Current and former South Korean leaders visited the hospital Tuesday to pay their respects, including U.N. Secretary-General Ban Ki-moon, who was a vice foreign minister in Mr. Kim's administration.
Mr. Kim won the Nobel Peace Prize for his work on reconciliation with long-time enemy North Korea while serving as president from 1998 to 2003. Mr. Kim said he believed in a future in which North and South Korea cooperate, reconcile and reunify.
In 2000, Mr. Kim arranged a summit with North Korean leader Kim Jong Il - the first between the neighboring states since 1953, when an armistice ended the Korean War.

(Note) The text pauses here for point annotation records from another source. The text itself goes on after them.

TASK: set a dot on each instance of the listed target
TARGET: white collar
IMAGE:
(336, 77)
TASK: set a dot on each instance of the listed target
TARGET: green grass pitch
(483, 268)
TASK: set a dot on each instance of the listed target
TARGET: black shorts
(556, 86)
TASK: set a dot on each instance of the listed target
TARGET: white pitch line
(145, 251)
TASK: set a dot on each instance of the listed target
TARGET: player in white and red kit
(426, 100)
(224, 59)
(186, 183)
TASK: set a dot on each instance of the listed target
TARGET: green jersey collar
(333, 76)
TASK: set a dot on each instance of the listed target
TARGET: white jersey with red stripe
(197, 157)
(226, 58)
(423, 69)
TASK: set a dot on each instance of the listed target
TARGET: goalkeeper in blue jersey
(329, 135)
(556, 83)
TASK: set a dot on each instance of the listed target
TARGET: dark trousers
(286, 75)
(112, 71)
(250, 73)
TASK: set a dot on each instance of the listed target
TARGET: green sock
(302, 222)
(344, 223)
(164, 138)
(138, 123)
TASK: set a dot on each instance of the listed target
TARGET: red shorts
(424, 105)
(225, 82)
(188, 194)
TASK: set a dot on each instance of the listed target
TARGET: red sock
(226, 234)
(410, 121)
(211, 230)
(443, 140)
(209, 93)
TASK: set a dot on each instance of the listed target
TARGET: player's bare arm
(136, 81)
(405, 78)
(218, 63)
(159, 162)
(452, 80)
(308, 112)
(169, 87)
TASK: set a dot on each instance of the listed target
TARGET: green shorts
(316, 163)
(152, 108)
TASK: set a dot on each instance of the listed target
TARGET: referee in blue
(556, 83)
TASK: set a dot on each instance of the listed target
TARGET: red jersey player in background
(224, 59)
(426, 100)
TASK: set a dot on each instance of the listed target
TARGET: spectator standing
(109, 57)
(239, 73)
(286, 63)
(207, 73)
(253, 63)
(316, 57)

Current President Lee Myung-bak said South Korea lost a "great political leader" whose "aspirations to achieve democratization and inter-Korean reconciliation will long be remembered by the people."
U.S. President Barack Obama praised Mr. Kim as a "courageous champion of democracy and human rights."
Mr. Obama said Mr. Kim risked his life to lead a movement that was crucial in establishing democracy in South Korea. As a democracy activist in the 1970s, Mr. Kim opposed abuses of power by authoritarian President Park Chung Hee, who took power in a 1961 coup.
Some information for this report was provided by AFP, AP and Reuters.